Film franco-italo-libano-qatari, durée 1 h 23 min, sortie le 26 avril 2023
Beyrouth sous un soleil de plomb, un homme d’une trentaine d’années marche au milieu de la rue déserte et crie « fer, cuivre, batteries » dans l’espoir de récupérer des métaux qu’il pourra revendre. C’est Ahmed, un réfugié syrien qui a fui la guerre, il porte d’ailleurs en lui les stigmates du conflit, son corps est, comme le dit son médecin, « parsemé de métal ».
À l’intérieur d’un appartement cossu, une jeune femme s’occupe d’un vieil homme grabataire. C’est Mehdia, une réfugiée éthiopienne sans titre de séjour qui a fui la misère et qui travaille au service d’une famille libanaise de la petite bourgeoisie. On comprend rapidement qu’elle n’est pas libre de ses mouvements. Elle n’a pas le droit de sortir, elle s’est d’ailleurs fait confisquer son passeport par sa patronne… elle est ce qu’on appelle une esclave « moderne ».
Heureusement Ahmed et Mehdia sont amoureux l’un de l’autre mais la vie est difficile pour ces deux êtres d’infortune.
Au Liban, la pauvreté, la xénophobie et la surexploitation
Wissam Charaf dépeint le Liban, son pays, comme difficile et dangereux. Difficile pour plusieurs raisons : parce que la vie est chère à cause d’une très forte inflation, ce qui plonge beaucoup de gens dans la pauvreté. Difficile aussi parce qu’il y a du racisme envers les réfugiéEs et particulièrement les réfugiéEs syriens qui sont abandonnés dans des camps transformés en bidonvilles. Le racisme est aussi présent entre les différentes communautés, la famille de Mehdia lui reproche d’être avec un Syrien alors qu’elle aurait pu trouver un Libanais ou un Éthiopien. Il y a bien évidemment les rapports de classes entre les dominants et les dominéEs.
Dangereux parce que les plus fragiles sont à la merci soit de familles qui les surexploitent profitant notamment de leur situation irrégulière soit d’organisations mafieuses avec la complicité des autorités et de certains médecins peu scrupuleux qui participent aux trafics d’organes.

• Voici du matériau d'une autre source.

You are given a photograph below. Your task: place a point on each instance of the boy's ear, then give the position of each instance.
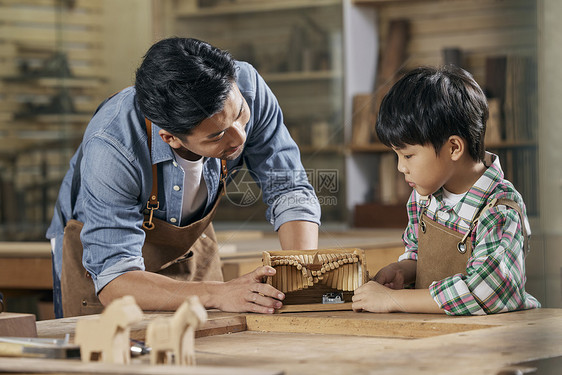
(456, 147)
(169, 138)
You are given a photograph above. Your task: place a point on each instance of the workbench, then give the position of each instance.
(345, 342)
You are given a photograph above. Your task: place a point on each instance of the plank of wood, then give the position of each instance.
(17, 325)
(15, 273)
(32, 365)
(314, 307)
(218, 323)
(354, 325)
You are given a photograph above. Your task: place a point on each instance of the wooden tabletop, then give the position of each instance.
(345, 342)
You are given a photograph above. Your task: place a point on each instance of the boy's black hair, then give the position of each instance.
(428, 105)
(183, 81)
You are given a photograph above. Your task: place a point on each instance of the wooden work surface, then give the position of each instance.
(27, 265)
(345, 342)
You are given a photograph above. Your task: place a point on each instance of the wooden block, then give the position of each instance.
(363, 121)
(494, 125)
(17, 325)
(376, 215)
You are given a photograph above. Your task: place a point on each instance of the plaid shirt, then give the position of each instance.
(495, 273)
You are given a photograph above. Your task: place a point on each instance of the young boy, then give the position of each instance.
(467, 232)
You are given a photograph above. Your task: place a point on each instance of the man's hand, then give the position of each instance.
(375, 297)
(395, 275)
(249, 293)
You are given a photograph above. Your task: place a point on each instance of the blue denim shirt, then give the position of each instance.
(116, 180)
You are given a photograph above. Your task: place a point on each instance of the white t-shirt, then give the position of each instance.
(194, 187)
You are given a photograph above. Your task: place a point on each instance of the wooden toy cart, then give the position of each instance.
(316, 280)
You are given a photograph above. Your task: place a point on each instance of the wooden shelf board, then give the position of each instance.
(298, 76)
(265, 6)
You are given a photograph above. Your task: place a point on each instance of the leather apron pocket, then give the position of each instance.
(439, 255)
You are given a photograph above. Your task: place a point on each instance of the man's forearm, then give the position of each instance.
(157, 292)
(298, 235)
(415, 301)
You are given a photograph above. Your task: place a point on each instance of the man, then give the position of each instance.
(193, 115)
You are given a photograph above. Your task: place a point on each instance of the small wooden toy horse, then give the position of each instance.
(176, 334)
(107, 336)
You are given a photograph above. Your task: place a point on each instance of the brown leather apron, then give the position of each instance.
(187, 253)
(443, 252)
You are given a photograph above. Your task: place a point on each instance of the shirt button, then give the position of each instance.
(444, 216)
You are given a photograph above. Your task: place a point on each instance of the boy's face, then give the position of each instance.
(423, 169)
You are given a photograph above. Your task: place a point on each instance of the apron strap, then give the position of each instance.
(153, 203)
(505, 202)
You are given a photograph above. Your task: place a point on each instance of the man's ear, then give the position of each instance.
(169, 138)
(456, 147)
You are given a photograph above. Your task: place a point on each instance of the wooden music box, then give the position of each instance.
(316, 280)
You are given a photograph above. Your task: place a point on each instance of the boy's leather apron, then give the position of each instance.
(187, 253)
(443, 252)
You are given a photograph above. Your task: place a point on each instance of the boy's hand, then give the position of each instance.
(374, 297)
(397, 274)
(390, 276)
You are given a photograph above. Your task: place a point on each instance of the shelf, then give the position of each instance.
(241, 8)
(386, 2)
(302, 76)
(379, 147)
(332, 149)
(57, 82)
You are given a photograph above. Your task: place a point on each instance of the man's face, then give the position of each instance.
(220, 136)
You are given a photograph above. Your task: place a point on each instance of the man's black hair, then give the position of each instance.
(183, 81)
(428, 105)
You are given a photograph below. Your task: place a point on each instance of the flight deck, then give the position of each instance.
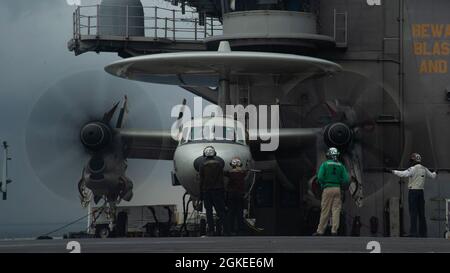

Le réalisateur montre un pays dans lequel règne le chacun pour soi, où tout est monnayable, où les oppriméEs s’exploitent entre eux, où il n’y a pas ou trop peu de solidarité.
Un film poétique
Cependant, malgré la dureté du propos, Wissam Charaf parvient à faire un film mélancolique et poétique dans lequel il y a des petites parenthèses pleines d’humanité comme cette scène qui peut paraître anodine, du commerçant qui offre à Ahmed une orange, ce qui nous permet de croire qu’il y a encore un peu d’espoir. Les deux acteurs portent aussi en eux cette poésie, ils sont à la fois très beaux et remarquablement bien filmés. Ils restent dignes tout le long du film.
Dirty Difficult Dangerous est une fiction qui ressemble à une fable onirique où se mêlent quelques éléments burlesques et fantastiques.